Sağlıklı Bir zayıflama icin oncelikle vucudunuzaki odemi atmalısınız.Daha sonra yağ yakıcıları kullanmalısınız.Öncelikle bilimselliği kanıtlanmıs Boswellia Serrata ve Bromelain kullanıp vucudunuzdaki ödemi atmalısınız.Daha sonra ise dünyada zayıflamada ünü ve bilimselliği kaıtlanmıs Natural Life Cabbage and Green Tea kullandıgınız takdırde hem selülitlerinizden hemde kilolarınızdan sağlıklı olarak hızlı bir sekilde kurtulabilirsiniz.UNUTMAYIN HIZLI ZAYIFLAMAK BAĞIŞIKLIK SİSTEMİNİZİ ZAYIFLTIR BUDA EN BASTA KANSER OLMAK ÜZERE ÇEŞTLİ HASTALIKLARA YO AÇAR.AMA LAHANA VE YEŞİL ÇAY ZAYIFLAMANIN YANI SIRA KANSERDEN KORUNMADADA BİLİMSEL OLARAK KANITLANMISTIR.HEM HIZLI ZAYIFLAYIN HEMDE ZAYFLARKEN KASERDEN KORUNUN.....

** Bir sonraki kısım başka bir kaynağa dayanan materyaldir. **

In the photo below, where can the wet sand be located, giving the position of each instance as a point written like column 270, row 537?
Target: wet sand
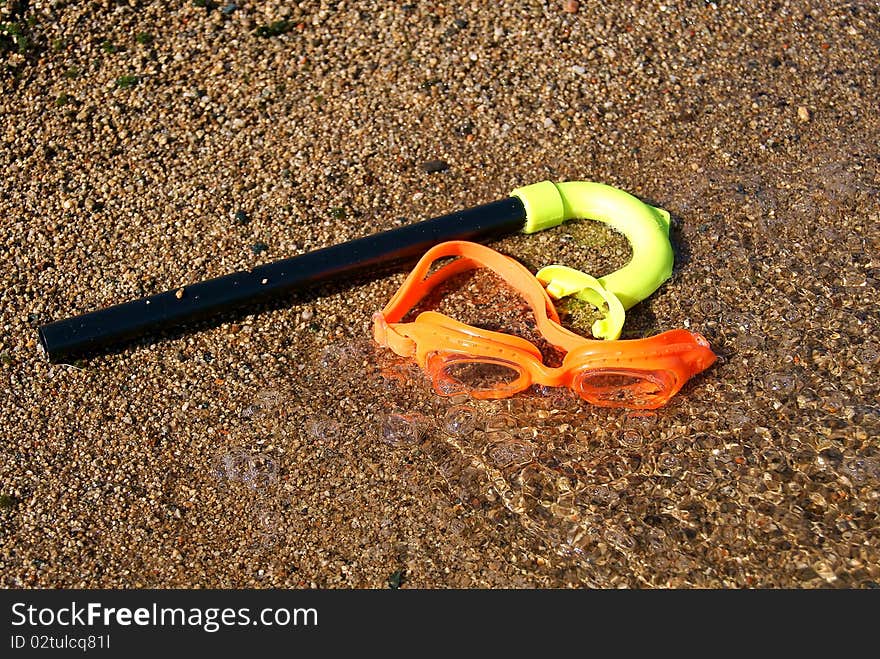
column 150, row 145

HIZLI ve GÜVENLE ZAYIFLAYIN

Lahana: (Kopfkohl / Chou / Cabbage / Brassica oleracea / Chou commun)
Lahana'nın başlıca etken maddelerinden biri laktik asittir. Lahana Çorbası Tabletleri, normal lahana çorbasından 3 kat daha fazla zayıflatıcı etkisi olan madde içermektedir. Doğal bir yağ yakıcıdır.
* Vücuttaki yağın fazlasını dışarı atarak zayıflama da yardımcı olur.
* Varolan yağlar yakılırken yeni yağ oluşumunu da engeller.
* Kullanım sürecinde vücut detoksa uğramış olur.
* Birçok faydalı flavonoidleri bünyesinde barındır.
* Alkali dengesini korurken sindirim sisteminin pH değerini dengede tutmaya yardımcı olur.
Yeşil Çay: Camellia sinensis bitkisinin yapraklarından elde edilen bir çaydır. Yeşil çay, siyah çayla aynı bitkiden "Camellia Sinensis" ten elde edilmesine rağmen; aralarındaki tek farklılık, işleme tekniğinden kaynaklanır. Yeşil çayın yaprakları, siyah çaya göre çok daha az işlem görür. Siyah çay oksidasyona maruz kalırken, yeşil çay oksidasyona maruz kalmaz ve içerisindeki antioksidan maddelerin azalmasına karşı korunmuş olur . Yeşil çay, kateşin (catechin) adlı potansiyel olarak yararlı maddelerin zengin bir kaynağıdır. Yeşil çayın en önemli bileşenleri polifenoller özellikle EGCg' dir.
Yeşil çayın diğer bileşenleri, kafein, theanin (bir çeşit amino asit), vitaminler, organik asitler,
polisakkaritler, protein, lignin, florid, minerallerdir. İçerdiği polifenoller (EGCg) sayesinde,
yağların vücutta depolanmadan atılmasına ve kilo vermenize yardım eder. Yeşil çay bağırsaklardaki arzu edilen (faydalı) bakterilerin seviyesinin yükselmesine ve
sindirim sistemine yardımcı olabilir.
Ürün içeriği:
Lahana ve Yeşil Çay Ekstresi
Kullanım Önerisi: Günde 3 tablet yemeklerlerden yarım saat önce 2 bardak su ile.